O Homem é algo a ser superado.

“O Homem é uma corda entre o animal e o super-homem: uma corda sobre um abismo.” [Nietzsche]

“Nos indivíduos, a loucura é algo raro; mas nos grupos, nos partidos e nos povos, nas épocas é a regra.” [Nietzsche]

 

 
        Filósofo nascido na Prússia; veio de uma família luterana extremamente religiosa. Perdeu seu pai e irmão ainda criança sendo criado por sua mãe, avó e tias; aos 24 anos tornou-se professor na Universidade de Basel, após 2 anos contraiu difteria e disenteria que o levou a graves problemas de saúde, culminando no abandono de sua profissão. Desmaiou na rua ao tentar proteger um cavalo que era chicoteado, entrou em um colapso mental que o acompanhou até sua morte aos 56 anos.

       

       Em sua obra Assim Falou Zaratustra o filósofo criticou todo o pensamento ocidental desde os primórdios, em particular o que entendemos por Homem ou a Natureza Humana, o que acreditamos ser Deus e o que entendemos por moral e ética. Zaratustra, um profeta fictício, passou 10 anos em meditação nas montanhas; ao voltar para compartilhar sua sabedoria encontrou um Homem que o desencorajou e citou a montanha como um lugar para rir, chorar, sofrer, cantar e louvar a Deus – Zaratustra então ri e pensa consigo, como este homem ainda não percebeu que Deus está morto! 

        A morte de Deus defendida por Nietzsche não foi apenas um ataque à religião, mas sim de todos os valores elevados e virtuosos que um dia possamos ter, pois estes se foram a um longo tempo; afirmou que o Homem considera como boas, muitas ações que não fazem mais do que limitar nossas vidas, citando a necessidade de romper com esses ideais para alcançar uma vida diferenciada. Mostrou toda filosofia ocidental como baseada, desde seus primórdios com Platão, no mundo ideal e o percebido; distanciando o Homem da importância do mundo onde vivemos hoje. Do mesmo modo o Cristianismo barganhava nossa vida de hoje por outra futura e perfeita que ainda está por vir; o que de certo modo nos levava a esperar pela morte. 

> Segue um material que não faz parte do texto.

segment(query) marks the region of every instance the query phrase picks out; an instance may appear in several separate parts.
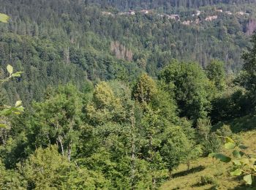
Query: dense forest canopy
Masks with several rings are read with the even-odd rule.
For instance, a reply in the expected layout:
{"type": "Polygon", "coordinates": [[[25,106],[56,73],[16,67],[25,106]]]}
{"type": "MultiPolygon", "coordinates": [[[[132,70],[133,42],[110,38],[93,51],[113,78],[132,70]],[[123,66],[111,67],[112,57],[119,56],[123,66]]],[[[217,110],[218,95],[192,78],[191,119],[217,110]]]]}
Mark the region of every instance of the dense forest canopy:
{"type": "Polygon", "coordinates": [[[97,2],[104,5],[112,5],[120,10],[131,8],[156,9],[165,7],[164,9],[173,9],[173,7],[198,8],[203,6],[216,5],[219,4],[243,4],[244,3],[255,3],[255,0],[103,0],[94,1],[86,0],[86,2],[97,2]]]}
{"type": "Polygon", "coordinates": [[[255,1],[0,4],[1,189],[157,189],[208,155],[254,188],[229,123],[255,117],[255,1]]]}
{"type": "Polygon", "coordinates": [[[193,17],[185,9],[176,20],[162,17],[157,10],[122,15],[103,2],[0,2],[0,11],[10,16],[7,24],[0,25],[1,69],[12,64],[25,72],[4,93],[8,99],[20,97],[26,104],[42,99],[48,86],[68,80],[81,89],[86,80],[131,81],[143,71],[157,77],[172,58],[197,61],[203,67],[213,58],[220,59],[227,72],[236,73],[242,67],[241,53],[250,46],[245,33],[253,31],[255,23],[249,4],[233,7],[233,15],[202,9],[193,17]],[[240,10],[250,13],[236,13],[240,10]],[[217,20],[206,20],[216,14],[217,20]],[[188,20],[193,23],[183,24],[188,20]]]}

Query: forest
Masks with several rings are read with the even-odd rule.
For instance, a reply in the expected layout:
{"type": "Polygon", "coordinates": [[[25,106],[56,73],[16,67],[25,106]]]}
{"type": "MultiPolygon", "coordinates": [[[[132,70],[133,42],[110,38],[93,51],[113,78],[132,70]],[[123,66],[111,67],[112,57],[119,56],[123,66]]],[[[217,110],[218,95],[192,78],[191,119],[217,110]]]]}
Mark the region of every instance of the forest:
{"type": "Polygon", "coordinates": [[[0,189],[255,188],[255,1],[0,4],[0,189]]]}

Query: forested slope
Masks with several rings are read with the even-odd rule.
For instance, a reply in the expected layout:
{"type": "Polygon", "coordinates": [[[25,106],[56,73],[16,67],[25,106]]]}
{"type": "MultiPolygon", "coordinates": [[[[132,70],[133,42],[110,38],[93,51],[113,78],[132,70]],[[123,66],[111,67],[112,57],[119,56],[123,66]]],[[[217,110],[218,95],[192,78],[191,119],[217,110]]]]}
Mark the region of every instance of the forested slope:
{"type": "Polygon", "coordinates": [[[0,3],[1,189],[157,189],[208,156],[185,189],[255,187],[255,4],[0,3]]]}
{"type": "MultiPolygon", "coordinates": [[[[11,18],[0,24],[1,69],[12,64],[26,73],[20,81],[23,88],[13,83],[5,91],[7,99],[20,96],[25,102],[41,99],[46,86],[67,79],[81,87],[86,80],[131,80],[143,70],[155,77],[172,58],[203,66],[219,58],[227,72],[236,72],[241,68],[240,55],[249,46],[245,32],[253,15],[237,15],[234,10],[232,15],[219,13],[218,19],[206,21],[217,14],[206,10],[198,24],[186,26],[181,21],[192,14],[186,10],[178,21],[157,11],[120,15],[104,4],[83,1],[1,1],[1,5],[0,11],[11,18]]],[[[249,4],[243,6],[252,11],[249,4]]]]}

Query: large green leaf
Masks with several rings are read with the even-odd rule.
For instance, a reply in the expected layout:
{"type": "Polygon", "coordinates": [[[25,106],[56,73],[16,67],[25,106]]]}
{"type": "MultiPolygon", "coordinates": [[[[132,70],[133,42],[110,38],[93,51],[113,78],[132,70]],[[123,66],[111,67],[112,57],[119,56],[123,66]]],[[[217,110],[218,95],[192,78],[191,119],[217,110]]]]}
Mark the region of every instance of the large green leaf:
{"type": "Polygon", "coordinates": [[[241,148],[241,149],[246,149],[248,147],[246,147],[246,146],[245,146],[245,145],[239,145],[239,148],[241,148]]]}
{"type": "Polygon", "coordinates": [[[235,165],[237,166],[241,166],[242,164],[239,160],[233,159],[232,162],[233,163],[234,163],[235,165]]]}
{"type": "Polygon", "coordinates": [[[230,158],[230,157],[228,157],[228,156],[227,156],[221,153],[215,153],[214,155],[214,157],[217,159],[219,159],[221,162],[225,162],[225,163],[230,162],[231,161],[231,158],[230,158]]]}
{"type": "Polygon", "coordinates": [[[8,21],[9,17],[7,15],[0,13],[0,22],[7,23],[8,21]]]}
{"type": "Polygon", "coordinates": [[[236,147],[236,144],[234,144],[233,142],[227,142],[226,144],[225,144],[224,146],[227,149],[231,150],[231,149],[233,149],[236,147]]]}
{"type": "Polygon", "coordinates": [[[7,68],[7,72],[10,73],[10,75],[12,75],[13,73],[12,66],[8,64],[7,68]]]}
{"type": "Polygon", "coordinates": [[[235,171],[230,172],[232,176],[238,176],[242,174],[242,170],[241,169],[236,169],[235,171]]]}
{"type": "Polygon", "coordinates": [[[241,155],[240,154],[240,152],[236,150],[233,151],[232,154],[233,154],[233,156],[234,156],[236,159],[240,159],[241,156],[241,155]]]}
{"type": "Polygon", "coordinates": [[[226,140],[227,143],[227,142],[231,142],[231,143],[234,143],[234,144],[236,143],[235,141],[233,139],[231,139],[230,137],[226,137],[225,140],[226,140]]]}
{"type": "Polygon", "coordinates": [[[246,182],[247,184],[252,185],[252,175],[246,175],[244,177],[244,180],[246,182]]]}

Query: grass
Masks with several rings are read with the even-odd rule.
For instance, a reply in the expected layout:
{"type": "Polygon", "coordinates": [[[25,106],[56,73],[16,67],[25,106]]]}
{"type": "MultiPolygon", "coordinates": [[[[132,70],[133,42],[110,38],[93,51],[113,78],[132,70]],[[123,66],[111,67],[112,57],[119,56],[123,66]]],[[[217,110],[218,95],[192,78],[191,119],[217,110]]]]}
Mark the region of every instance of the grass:
{"type": "MultiPolygon", "coordinates": [[[[251,151],[255,151],[256,130],[241,132],[236,135],[250,148],[251,151]]],[[[189,170],[187,170],[186,164],[180,165],[173,172],[172,178],[162,184],[159,189],[247,189],[249,187],[241,177],[230,175],[231,166],[231,164],[224,164],[211,158],[200,158],[192,162],[192,169],[189,170]]]]}

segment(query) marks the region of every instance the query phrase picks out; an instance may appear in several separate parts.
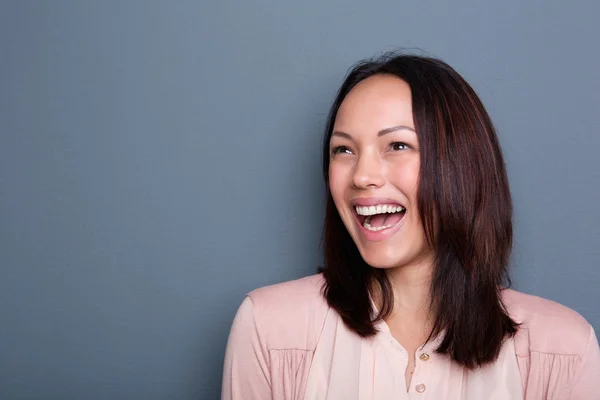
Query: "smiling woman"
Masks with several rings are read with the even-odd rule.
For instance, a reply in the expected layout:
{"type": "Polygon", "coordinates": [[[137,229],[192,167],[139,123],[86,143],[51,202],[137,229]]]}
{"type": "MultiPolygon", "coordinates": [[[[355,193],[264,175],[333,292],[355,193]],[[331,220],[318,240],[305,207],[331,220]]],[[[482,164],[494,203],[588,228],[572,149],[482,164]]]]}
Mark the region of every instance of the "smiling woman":
{"type": "Polygon", "coordinates": [[[506,288],[502,152],[450,66],[358,64],[331,108],[323,173],[325,266],[244,300],[223,399],[600,399],[592,327],[506,288]]]}

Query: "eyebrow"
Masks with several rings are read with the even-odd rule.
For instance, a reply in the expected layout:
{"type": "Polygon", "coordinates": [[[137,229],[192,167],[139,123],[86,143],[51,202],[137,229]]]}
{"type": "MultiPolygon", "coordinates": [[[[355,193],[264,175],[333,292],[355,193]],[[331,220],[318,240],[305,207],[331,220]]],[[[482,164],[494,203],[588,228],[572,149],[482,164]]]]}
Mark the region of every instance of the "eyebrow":
{"type": "MultiPolygon", "coordinates": [[[[385,128],[385,129],[380,130],[379,132],[377,132],[377,136],[381,137],[383,135],[387,135],[388,133],[392,133],[392,132],[396,132],[396,131],[401,131],[401,130],[409,130],[411,132],[415,132],[415,130],[413,128],[411,128],[410,126],[397,125],[397,126],[392,126],[391,128],[385,128]]],[[[352,139],[352,136],[350,136],[350,134],[348,134],[346,132],[342,132],[342,131],[333,131],[333,133],[331,134],[331,136],[341,136],[341,137],[344,137],[346,139],[352,139]]]]}

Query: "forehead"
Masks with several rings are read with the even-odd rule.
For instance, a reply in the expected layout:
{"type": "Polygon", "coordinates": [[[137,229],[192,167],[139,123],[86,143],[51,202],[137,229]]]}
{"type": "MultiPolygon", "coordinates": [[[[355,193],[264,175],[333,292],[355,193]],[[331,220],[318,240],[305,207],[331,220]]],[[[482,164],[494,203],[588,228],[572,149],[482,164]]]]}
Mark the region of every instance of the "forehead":
{"type": "Polygon", "coordinates": [[[359,82],[342,101],[335,120],[337,128],[360,131],[395,125],[414,128],[410,86],[393,75],[359,82]]]}

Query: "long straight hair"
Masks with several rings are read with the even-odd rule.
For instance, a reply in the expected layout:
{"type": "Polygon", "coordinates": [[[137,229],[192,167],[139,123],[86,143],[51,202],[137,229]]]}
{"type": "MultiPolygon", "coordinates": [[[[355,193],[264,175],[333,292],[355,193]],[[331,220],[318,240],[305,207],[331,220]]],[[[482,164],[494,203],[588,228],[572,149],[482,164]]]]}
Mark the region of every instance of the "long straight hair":
{"type": "Polygon", "coordinates": [[[329,190],[329,142],[338,109],[357,83],[377,74],[398,77],[412,93],[421,149],[417,204],[435,254],[430,288],[434,322],[428,340],[443,334],[436,351],[468,369],[491,363],[505,337],[518,328],[501,302],[512,247],[510,189],[487,111],[465,79],[441,60],[386,54],[357,64],[339,89],[323,139],[324,296],[361,337],[375,335],[375,323],[393,309],[385,270],[363,260],[329,190]],[[382,300],[375,317],[370,301],[374,283],[382,300]]]}

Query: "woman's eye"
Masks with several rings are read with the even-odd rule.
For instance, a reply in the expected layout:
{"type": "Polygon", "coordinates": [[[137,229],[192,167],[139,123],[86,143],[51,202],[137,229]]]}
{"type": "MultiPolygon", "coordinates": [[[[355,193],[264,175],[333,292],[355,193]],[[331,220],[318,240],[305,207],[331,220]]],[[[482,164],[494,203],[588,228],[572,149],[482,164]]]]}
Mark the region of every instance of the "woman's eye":
{"type": "Polygon", "coordinates": [[[392,142],[390,144],[390,147],[394,151],[400,151],[400,150],[406,150],[406,149],[408,149],[408,145],[406,143],[403,143],[403,142],[392,142]]]}
{"type": "Polygon", "coordinates": [[[334,156],[336,154],[342,154],[342,153],[350,154],[351,151],[346,146],[336,146],[333,149],[331,149],[331,154],[333,154],[334,156]]]}

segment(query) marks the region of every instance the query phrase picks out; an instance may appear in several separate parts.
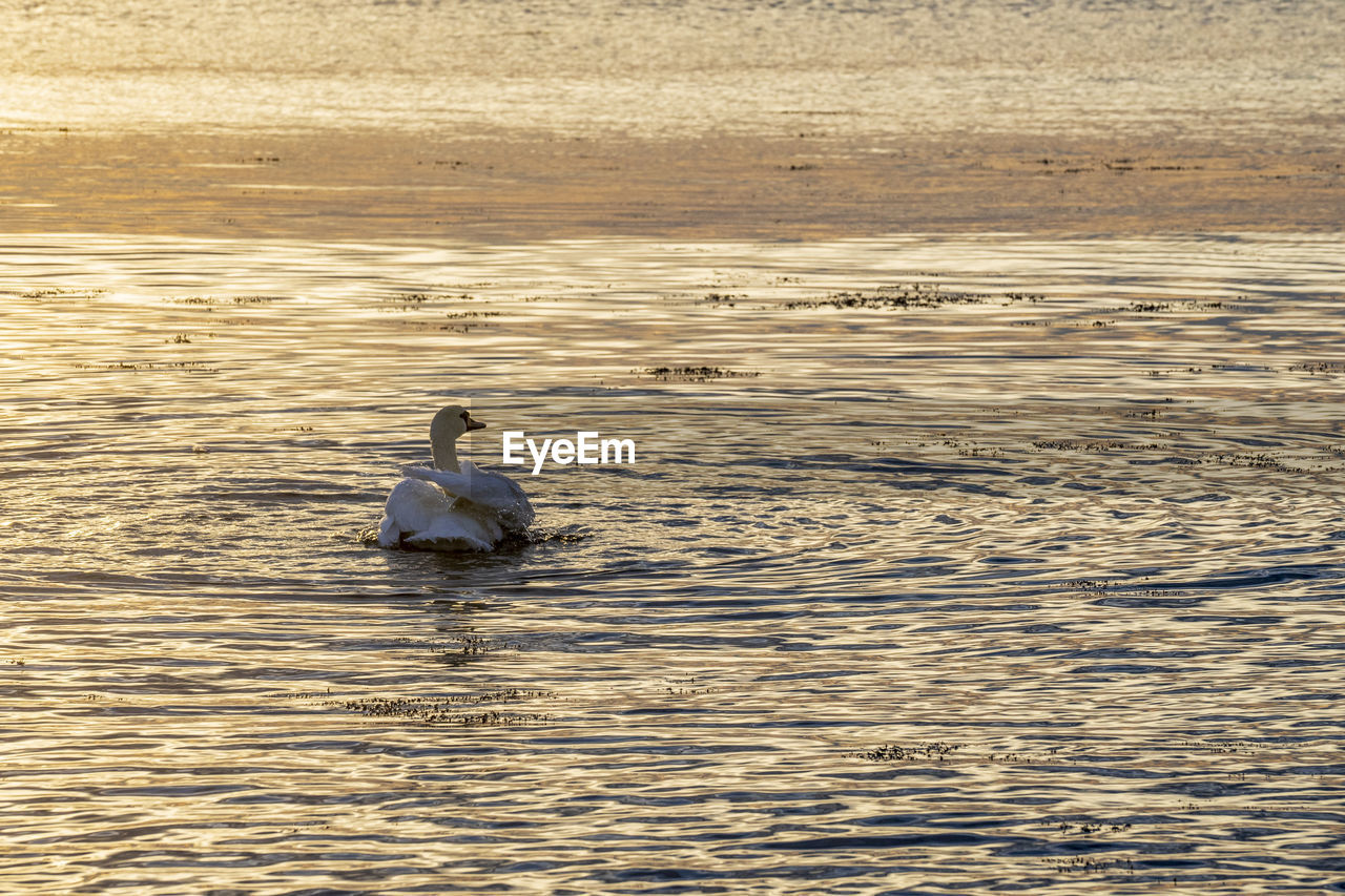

        Segundo o filósofo encontramos a verdade quando paramos de importar com o mundo ideal e aceitamos o mundo aparente; o resultado é um mundo único sem transferência futura de valores permitindo derrubar o que conhecemos como natureza humana, desta superação nasceria o Super-Homem, capaz de testar e ampliar seus limites indefinidamente. Apesar de ter suas obras distorcidas para beneficiar o Nazismo, sua frase “O Homem deixa de ser supérfluo quando o Estado termina” mostra sua aversão ao Nacionalismo.

 
        Nietzsche simplesmente rompeu com todas as regras, todo um mundo construído pacientemente por séculos foi confrontado de forma cética e funcional. Pense por um único instante, na hipótese de que Deus não existe, a vida após a morte é uma tolice, nem tudo que você aprendeu como certo ou errado são verdades absolutas e responda a pergunta: Você viveu sua vida como um presente, ou como uma oferta a pensamentos alheios que nem sabes de onde vieram? E se lhe fosse pedido algo emprestado, para que este lhe fosse devolvido infinitas vezes mais após sua morte? Você aceitaria? O que e quanto você emprestaria? Se tal hipótese parece ridícula e sem sentido, lembre-se que você pode estar por muito tempo barganhando alguma coisa, e esta coisa pode ser sua própria vida.